The ability to make anyone say what you want is quickly becoming a reality with fresh startup Lyrebird propelling voice synthesis further than ever before.
Lyrebird is a massively impressive AI that beats out all of it’s competition with crazy-fast voice scanning and surprisingly accurate results. With just 60 seconds worth of speech samples Lyrebird can accurately clone any voice to a mind-bogglingly accurate copy, reproducing accent, inflection and tone for an almost-lifelike replication.
The AI’s algorithm can cleverly process and manipulate the sounds of speech to translate it into a framework for how that voice sounds in techy terms. This is a massive leap forward from many speech synthesis projects which have seen the vocals programmed to create it’s sounds, rather than being able to understand and create it’s own (to an extent).
Other companies have made major developments in the area, such as Google who have been leading life-like AI voice development with their sophisticated project WaveNet. Additionally Adobe have been working on a similar project called ‘Project VoCo’ which allows editing and tweaking of speech similar to how their other programs work on other formats.
However, this Canadian startup blows even major company Adobe out of the water, with Project VoCo requiring 20 minutes of voice samples to recreate a voice, as opposed to Lyrebird’s 1 minute process. The recreations, whilst still tinged with robotism, are surprisingly accurate given the process – check out Barack Obama, Donald Trump and Hillary Clinton discussing how impressed they are with Lyrebird:
Lyrebird’s technology is so advanced in fact that it can implement emotion into it’s speech, changing whether the voice is angry, sympathy, stress and more. Of course, with accurate voice replication comes a lot of potential issues and privacy conundrums, which the company acknowledge in an ‘Ethics’ section on their website, reading:
Lyrebird is the first company to offer a technology to reproduce the voice of someone as accurately and with as little recorded audio. Such a technology raises important societal issues that we address in the next paragraphs.

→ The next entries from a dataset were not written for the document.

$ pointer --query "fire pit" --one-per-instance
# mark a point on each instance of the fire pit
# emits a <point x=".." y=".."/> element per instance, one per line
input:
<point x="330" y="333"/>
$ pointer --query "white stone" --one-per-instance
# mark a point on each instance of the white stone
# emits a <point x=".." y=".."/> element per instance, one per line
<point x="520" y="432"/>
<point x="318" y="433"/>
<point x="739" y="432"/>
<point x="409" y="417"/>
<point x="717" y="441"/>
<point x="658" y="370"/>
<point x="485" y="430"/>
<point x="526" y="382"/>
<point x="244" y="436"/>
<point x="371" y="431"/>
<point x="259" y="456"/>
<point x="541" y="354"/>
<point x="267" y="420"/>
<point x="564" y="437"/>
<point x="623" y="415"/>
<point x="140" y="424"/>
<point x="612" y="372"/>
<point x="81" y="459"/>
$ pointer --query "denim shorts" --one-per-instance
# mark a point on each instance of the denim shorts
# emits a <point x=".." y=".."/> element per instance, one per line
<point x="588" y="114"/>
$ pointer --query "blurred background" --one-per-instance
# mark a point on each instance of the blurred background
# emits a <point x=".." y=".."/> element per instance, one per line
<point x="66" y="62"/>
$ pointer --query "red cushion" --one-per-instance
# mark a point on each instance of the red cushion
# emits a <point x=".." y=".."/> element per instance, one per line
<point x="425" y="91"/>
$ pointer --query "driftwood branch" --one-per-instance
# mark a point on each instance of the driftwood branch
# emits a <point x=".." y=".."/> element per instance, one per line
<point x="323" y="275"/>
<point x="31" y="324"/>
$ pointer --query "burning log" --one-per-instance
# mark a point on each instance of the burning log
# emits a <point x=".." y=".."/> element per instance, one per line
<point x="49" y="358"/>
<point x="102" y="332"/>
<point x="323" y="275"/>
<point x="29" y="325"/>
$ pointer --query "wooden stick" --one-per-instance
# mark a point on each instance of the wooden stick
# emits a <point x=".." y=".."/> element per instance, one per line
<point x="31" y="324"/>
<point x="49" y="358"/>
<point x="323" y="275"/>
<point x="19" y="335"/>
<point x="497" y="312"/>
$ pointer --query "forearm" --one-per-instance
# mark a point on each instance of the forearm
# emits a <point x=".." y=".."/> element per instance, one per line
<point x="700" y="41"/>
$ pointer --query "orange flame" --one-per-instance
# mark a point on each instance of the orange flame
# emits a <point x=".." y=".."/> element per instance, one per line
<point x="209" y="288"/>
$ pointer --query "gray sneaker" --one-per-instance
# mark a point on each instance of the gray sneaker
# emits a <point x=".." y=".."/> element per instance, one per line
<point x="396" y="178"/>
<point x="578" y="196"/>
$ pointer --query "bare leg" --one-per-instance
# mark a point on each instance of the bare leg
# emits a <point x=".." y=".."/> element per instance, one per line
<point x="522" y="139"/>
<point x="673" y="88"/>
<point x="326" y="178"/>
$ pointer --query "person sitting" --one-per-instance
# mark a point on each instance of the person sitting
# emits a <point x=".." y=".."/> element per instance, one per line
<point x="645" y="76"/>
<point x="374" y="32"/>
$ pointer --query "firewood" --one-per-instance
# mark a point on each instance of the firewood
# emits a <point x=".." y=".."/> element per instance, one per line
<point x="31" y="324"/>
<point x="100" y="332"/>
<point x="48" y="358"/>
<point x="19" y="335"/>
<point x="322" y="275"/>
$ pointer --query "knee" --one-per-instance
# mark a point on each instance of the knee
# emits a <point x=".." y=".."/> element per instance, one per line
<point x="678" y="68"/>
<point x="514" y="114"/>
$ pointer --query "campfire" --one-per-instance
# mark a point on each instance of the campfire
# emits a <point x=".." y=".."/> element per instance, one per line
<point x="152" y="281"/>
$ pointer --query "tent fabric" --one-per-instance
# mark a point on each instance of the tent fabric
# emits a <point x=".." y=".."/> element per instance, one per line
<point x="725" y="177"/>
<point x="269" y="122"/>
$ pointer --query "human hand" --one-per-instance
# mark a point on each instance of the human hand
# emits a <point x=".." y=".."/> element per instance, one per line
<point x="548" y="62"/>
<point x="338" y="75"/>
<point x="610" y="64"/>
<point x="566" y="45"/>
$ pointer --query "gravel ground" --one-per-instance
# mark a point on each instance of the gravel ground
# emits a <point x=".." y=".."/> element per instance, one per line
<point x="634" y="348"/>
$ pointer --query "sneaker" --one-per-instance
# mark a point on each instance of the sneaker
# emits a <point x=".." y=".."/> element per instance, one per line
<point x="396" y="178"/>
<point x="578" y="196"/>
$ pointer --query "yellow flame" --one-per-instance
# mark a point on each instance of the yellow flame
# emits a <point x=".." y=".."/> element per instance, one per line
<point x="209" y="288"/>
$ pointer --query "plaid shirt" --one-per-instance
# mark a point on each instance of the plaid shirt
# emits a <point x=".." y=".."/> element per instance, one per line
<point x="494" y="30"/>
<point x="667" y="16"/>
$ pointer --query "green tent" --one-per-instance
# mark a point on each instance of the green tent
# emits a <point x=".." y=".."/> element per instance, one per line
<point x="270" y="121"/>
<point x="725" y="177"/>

Voice recordings are currently considered as strong pieces of evidence in our societies and in particular in jurisdictions of many countries. Our technology questions the validity of such evidence as it allows to easily manipulate audio recordings. This could potentially have dangerous consequences such as misleading diplomats, fraud and more generally any other problem caused by stealing the identity of someone else.
By releasing our technology publicly and making it available to anyone, we want to ensure that there will be no such risks. We hope that everyone will soon be aware that such technology exists and that copying the voice of someone else is possible. More generally, we want to raise attention about the lack of evidence that audio recordings may represent in the near future.
For now however, the AI isn’t quite realistic enough to trick you into thinking that Trump has declared war – you can just wait for him to do that in real life. The project is currently still in development and information on a release seems vague, but the technology is fascinating and gives us an exciting (and potentially terrifying) glance into our future.